Inside the National Museum of the Philippines (formerly the Legislative Building), Kalantiao is portrayed alongside 13 other sculptures of renowned historical lawmakers & legislators of the world on the entablature of the Senate Session Hall, which survived the rampant devastation of the Battle of Manila of February 1945, and has been mostly restored to its pre-War state.

In 2003, President Gloria Macapagal Arroyo signed executive order 236, consolidating the current Philippine honours system and, in it, the "Order of Kalantiao" ceased being an honour. However, the Implementing Rules and Regulations of the Executive Order did list the Order of Kalantiaw as one of the Honors of the Philippines.
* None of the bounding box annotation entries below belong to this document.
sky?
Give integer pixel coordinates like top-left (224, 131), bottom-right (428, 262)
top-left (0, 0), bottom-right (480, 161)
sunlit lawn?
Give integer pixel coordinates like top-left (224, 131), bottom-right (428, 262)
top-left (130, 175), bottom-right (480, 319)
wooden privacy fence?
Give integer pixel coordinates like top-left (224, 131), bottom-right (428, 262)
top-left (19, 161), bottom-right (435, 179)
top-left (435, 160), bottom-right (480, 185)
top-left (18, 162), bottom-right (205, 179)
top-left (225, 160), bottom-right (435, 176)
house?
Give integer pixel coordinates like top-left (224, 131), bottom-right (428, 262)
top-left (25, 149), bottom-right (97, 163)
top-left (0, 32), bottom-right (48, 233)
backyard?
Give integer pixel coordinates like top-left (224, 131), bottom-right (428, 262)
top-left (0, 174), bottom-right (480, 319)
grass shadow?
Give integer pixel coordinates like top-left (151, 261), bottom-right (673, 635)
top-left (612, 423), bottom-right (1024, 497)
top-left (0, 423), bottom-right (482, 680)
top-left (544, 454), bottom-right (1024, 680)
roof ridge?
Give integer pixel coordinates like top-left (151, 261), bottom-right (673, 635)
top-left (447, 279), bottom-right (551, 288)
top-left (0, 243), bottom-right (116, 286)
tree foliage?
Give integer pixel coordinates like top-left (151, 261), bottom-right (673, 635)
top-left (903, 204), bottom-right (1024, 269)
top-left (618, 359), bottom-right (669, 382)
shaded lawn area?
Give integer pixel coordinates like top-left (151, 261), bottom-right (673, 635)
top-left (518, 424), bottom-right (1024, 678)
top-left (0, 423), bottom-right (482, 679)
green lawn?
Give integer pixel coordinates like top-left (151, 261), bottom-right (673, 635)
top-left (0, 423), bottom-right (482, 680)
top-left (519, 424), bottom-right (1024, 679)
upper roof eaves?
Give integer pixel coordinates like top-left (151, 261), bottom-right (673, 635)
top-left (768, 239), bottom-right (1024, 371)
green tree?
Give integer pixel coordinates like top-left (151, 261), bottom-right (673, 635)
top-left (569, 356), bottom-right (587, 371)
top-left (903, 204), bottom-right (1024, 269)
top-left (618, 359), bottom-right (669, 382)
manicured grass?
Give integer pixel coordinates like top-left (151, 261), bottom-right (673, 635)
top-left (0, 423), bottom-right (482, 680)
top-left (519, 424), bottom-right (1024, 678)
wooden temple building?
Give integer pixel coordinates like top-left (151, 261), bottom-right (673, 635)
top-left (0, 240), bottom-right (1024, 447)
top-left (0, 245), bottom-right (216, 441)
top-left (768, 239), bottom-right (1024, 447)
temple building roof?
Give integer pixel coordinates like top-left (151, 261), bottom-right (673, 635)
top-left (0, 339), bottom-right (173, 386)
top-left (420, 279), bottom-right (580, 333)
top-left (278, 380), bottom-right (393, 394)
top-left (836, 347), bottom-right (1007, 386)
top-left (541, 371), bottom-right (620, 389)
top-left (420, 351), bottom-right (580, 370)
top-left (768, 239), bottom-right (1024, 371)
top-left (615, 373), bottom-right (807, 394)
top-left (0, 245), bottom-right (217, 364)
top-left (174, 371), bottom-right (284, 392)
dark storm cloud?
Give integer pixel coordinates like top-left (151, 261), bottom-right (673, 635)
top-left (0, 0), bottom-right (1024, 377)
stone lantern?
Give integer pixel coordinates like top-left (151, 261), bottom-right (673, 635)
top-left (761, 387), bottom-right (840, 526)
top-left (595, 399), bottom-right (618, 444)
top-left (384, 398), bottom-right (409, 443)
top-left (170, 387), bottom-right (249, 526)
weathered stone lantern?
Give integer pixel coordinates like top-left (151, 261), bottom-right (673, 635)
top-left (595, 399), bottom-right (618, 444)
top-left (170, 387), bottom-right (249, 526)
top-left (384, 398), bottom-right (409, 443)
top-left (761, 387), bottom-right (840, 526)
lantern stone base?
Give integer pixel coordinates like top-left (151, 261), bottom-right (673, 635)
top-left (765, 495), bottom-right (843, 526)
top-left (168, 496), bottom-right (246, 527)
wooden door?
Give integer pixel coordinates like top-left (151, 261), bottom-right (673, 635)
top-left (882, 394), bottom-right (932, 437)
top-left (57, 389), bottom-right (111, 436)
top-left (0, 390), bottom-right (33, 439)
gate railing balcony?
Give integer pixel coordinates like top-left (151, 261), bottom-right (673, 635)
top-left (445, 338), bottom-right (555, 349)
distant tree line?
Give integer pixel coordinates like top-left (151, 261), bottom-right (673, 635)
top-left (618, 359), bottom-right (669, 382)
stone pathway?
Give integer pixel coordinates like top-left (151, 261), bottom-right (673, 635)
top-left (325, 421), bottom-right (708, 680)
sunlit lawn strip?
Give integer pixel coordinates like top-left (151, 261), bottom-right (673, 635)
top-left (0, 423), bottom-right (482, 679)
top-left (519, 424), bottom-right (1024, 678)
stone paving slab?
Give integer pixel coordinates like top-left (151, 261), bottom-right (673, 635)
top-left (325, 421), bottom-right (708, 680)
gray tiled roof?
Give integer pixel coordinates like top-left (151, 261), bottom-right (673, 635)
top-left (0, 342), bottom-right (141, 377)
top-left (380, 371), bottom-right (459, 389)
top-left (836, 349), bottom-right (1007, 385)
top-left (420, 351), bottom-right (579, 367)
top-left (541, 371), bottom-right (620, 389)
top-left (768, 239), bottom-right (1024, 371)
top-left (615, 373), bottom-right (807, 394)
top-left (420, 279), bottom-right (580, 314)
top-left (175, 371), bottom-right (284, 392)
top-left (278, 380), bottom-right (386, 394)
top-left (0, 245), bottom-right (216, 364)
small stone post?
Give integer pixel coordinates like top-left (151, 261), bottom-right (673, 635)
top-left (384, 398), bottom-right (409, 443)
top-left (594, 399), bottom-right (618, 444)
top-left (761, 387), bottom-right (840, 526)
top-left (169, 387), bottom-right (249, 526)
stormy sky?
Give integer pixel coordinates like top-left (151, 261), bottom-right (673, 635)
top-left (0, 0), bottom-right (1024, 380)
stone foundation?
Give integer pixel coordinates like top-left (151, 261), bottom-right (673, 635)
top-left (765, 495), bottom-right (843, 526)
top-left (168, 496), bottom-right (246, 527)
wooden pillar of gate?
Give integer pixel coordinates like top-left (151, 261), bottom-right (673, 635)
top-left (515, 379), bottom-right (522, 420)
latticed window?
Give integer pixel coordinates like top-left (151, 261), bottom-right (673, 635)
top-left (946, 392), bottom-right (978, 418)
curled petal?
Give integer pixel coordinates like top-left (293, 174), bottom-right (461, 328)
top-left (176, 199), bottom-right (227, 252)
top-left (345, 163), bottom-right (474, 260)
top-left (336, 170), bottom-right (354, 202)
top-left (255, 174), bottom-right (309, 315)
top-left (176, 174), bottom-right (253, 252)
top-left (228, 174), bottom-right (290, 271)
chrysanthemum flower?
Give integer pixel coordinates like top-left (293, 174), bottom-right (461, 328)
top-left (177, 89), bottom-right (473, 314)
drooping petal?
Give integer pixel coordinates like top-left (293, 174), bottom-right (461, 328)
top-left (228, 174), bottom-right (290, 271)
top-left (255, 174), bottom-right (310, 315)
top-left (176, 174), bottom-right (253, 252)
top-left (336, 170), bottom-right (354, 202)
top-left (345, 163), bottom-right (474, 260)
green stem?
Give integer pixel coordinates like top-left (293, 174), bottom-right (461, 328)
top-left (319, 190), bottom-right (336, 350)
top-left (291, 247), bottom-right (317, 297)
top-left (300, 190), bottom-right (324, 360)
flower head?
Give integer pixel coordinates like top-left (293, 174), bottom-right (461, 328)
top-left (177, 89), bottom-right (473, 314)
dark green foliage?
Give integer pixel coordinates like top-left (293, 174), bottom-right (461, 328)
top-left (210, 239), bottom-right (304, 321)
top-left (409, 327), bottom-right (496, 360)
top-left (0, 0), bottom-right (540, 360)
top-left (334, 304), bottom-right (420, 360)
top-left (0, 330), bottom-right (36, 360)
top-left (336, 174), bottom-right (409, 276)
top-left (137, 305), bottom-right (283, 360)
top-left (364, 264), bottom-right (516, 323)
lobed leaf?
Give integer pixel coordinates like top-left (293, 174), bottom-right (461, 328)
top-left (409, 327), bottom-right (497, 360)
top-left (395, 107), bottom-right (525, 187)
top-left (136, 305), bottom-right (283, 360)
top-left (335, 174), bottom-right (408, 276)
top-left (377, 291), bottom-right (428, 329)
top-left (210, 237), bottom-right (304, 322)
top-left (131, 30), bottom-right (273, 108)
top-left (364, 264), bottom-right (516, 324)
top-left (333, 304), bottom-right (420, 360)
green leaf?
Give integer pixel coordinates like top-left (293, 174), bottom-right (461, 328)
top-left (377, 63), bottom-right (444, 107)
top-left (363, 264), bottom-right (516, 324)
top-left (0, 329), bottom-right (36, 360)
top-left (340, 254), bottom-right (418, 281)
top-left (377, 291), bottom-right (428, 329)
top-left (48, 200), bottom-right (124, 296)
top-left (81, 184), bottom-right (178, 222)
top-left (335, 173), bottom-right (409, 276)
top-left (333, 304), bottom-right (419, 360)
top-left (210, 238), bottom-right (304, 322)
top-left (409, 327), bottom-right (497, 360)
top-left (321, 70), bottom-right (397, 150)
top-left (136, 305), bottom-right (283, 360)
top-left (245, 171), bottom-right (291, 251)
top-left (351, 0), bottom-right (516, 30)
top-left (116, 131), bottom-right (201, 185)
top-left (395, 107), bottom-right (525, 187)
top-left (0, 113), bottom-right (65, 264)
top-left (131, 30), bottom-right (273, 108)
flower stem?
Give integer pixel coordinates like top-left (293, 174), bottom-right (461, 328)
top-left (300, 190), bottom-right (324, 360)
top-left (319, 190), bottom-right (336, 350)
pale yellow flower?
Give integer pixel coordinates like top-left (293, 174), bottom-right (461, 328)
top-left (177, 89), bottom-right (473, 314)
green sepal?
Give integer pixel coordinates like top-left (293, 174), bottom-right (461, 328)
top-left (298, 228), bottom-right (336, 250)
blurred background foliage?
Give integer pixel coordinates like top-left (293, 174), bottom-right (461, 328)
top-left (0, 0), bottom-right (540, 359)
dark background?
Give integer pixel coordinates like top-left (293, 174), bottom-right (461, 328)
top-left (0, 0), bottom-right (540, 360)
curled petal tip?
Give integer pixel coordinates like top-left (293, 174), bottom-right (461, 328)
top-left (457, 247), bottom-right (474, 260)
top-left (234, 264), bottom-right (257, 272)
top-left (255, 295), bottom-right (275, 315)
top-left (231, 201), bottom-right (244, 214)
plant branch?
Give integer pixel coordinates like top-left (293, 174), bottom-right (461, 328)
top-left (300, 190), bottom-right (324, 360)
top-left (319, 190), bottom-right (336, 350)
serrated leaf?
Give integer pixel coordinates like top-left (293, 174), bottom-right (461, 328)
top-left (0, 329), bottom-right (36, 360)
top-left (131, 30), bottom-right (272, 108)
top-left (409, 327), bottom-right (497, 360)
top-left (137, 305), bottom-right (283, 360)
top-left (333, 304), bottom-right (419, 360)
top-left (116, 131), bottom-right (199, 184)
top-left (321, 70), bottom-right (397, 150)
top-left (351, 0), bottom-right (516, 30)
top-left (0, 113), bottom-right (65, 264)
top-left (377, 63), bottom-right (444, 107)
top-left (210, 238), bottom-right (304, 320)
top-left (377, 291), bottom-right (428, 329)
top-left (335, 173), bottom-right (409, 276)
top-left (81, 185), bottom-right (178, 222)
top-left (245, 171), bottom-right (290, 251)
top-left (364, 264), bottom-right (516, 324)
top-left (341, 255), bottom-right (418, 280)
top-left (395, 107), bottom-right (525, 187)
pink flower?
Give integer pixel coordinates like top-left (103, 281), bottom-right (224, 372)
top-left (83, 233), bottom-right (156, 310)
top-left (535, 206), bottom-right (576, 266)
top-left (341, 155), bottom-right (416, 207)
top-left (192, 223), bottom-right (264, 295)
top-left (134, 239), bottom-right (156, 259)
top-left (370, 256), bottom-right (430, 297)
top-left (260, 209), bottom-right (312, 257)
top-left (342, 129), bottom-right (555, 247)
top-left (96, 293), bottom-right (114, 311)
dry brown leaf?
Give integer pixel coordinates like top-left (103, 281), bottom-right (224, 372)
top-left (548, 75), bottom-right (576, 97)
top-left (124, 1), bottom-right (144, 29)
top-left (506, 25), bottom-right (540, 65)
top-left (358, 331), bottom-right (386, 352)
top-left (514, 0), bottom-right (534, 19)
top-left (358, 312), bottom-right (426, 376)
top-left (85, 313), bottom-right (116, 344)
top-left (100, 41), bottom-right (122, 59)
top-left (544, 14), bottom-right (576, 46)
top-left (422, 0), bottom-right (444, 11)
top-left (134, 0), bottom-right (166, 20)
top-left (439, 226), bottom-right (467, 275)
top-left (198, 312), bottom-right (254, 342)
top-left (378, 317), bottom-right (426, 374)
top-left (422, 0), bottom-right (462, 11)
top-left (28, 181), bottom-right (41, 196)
The Central Philippine University in Iloilo has its own "Order of Kalantiao", a fraternity that was at the centre of a serious hazing incident in September 2001. Even the National Historical Institute (NHI) honoured Kalantiaw in 1989 by including him in volume 4 of their five volumes of Filipinos in History. The Gintong Pamana (Golden Heritage) Awards Foundation, a project of Philippine Time USA Magazine, rewards community leadership among Filipino-Americans with the "Kalantiaw Award". Buildings, streets and banquet halls throughout the Philippines still bear the name of the mythical ruler of Panay and tourists can still visit the Kalantiaw Shrine in Batan, Aklan or even pass by a local high school, Kalantiaw Institute.

In the movies, there is Alagad ni Kalantiao starred by Lito Lapid. In television, a fantasy series was aired in 1986 in GMA Network entitled Mga Alagad ni Kalantiao about three people who each has a rod when formed in triangle transforms them into superheroes.